Au reste, Rosetta n’est pas non plus la pierre philosophale qu’Apple a parfois pu présenter : “faire marcher un programme comme ça pendant une Keynote c’est une chose, l’utiliser dans des conditions de productions exigeantes comme le font tous les jours nos clients en est une autre…“. Autant dire que les talents de camelot de Steve sont modérément goûtés chez Adobe, du moins en ce qui concerne ses prestations avec Photoshop…

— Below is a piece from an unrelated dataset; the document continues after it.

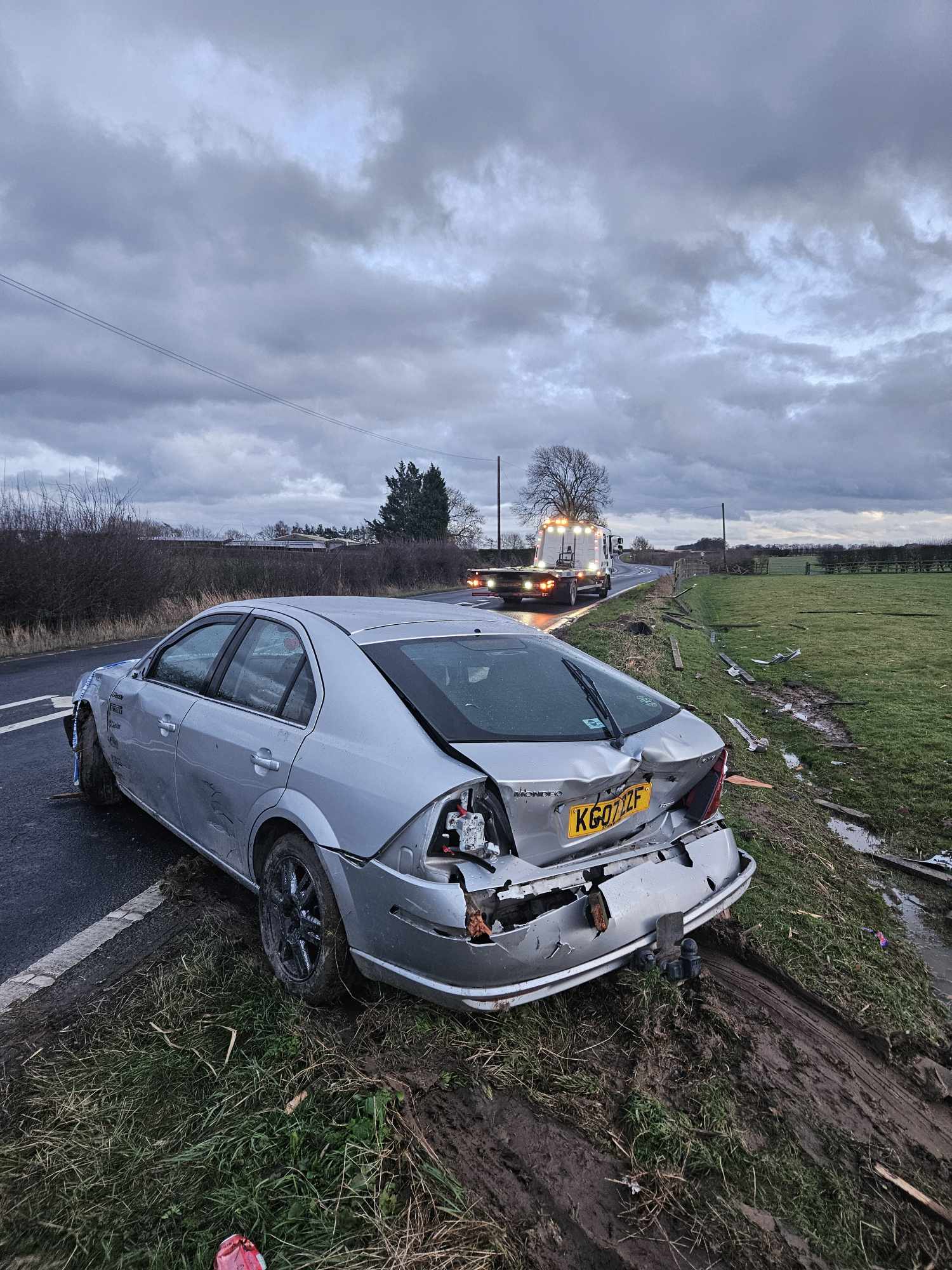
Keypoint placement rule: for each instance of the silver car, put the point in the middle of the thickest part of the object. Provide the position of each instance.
(446, 801)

Dans ces conditions, Adobe a préféré garder la maîtrise de son calendrier de sortie, en intégrant les caractéristiques de chaque plate-forme dans le cahier des charges de chaque release comme à l’ordinaire, d’autant que du fait des standards professionnels que revendique l’éditeur, il était hors de question de distraire des ressources considérables du développement de la nouvelle Creative Suite en préparation pour vérifier la fiabilité et la compatibilité de la version Intel de la précédente, dans la chaîne de production. A la décharge d’Adobe, il faut dire que les difficultés rencontrées par Quark avec la couleur en 1997, au lancement de la version 4 de XPress, ont vacciné professionnels et éditeurs vis-à-vis de toute approximation sur des machines intégrées dans un flux de production…
La chanson des vieux amants…
Avec 7 clients sur 10 de sa Creative Suite qui font tourner leurs programmes sur des machines Apple – un peu moins de 6 sur 10 pour Photoshop acheté séparément – mais à l’inverse plus de 3 clients sur 4 de Studio sur Windows, Apple et Adobe se retrouvent sans doute après 20 ans d’histoire commune dans la position des “vieux amants” de Brel : ni tout à fait bien les yeux dans les yeux l’une de l’autre, ni de toute façon capables de faire leur chemin l’une sans l’autre… d’autant qu’avec les ambitions affichées par Adobe dans le domaine des terminaux mobiles, Microsoft se retrouve désormais désigné comme leur adversaire commun… ce qui ne les empêche d’ailleurs pas de se retrouver à l’occasion en compétition l’une avec l’autre, comme ce fut le cas pour Premiere et Final Cut, et à présent entre Aperture et LightRoom à propos duquel chez Adobe on ne se lasse pas de souligner combien il est peu gourmand en ressource processeur, et à l’aise quelque soit le format RAW utilisé…
Reste qu’on sait bien chez les deux sociétés qu’on a besoin l’une de l’autre au-delà de la proximité historique, ne serait-ce que pour continuer à vendre qui des machines haut-de-gamme, qui d’onéreuses suites créatives professionnelles. Tout concourt à ce que l’on passe outre les mots qui fâchent pour commencer de travailler sur les échéances qui semblent désormais posées : le consensus général semble désormais tenir pour acquis la présentation des Mac Professionnels basés sur des processeurs Intel Woodcrest, lors de la Worldwide Developer Conference qui se tiendra cette année à la mi-août :
chez Apple on garde le souvenir de ce que le retard pris par Quark dans le support de Mac OS X a pu représenter de machines différées et de reports dans les achats de licence ;
chez Adobe on est bien placé pour savoir ce que ce retard a pu coûter à Quark pour différer longtemps l’adoption de la nouvelle plate-forme… d’autant que Quark a annoncé qu’elle serait cette fois prête en temps et en heure avec XPress 7.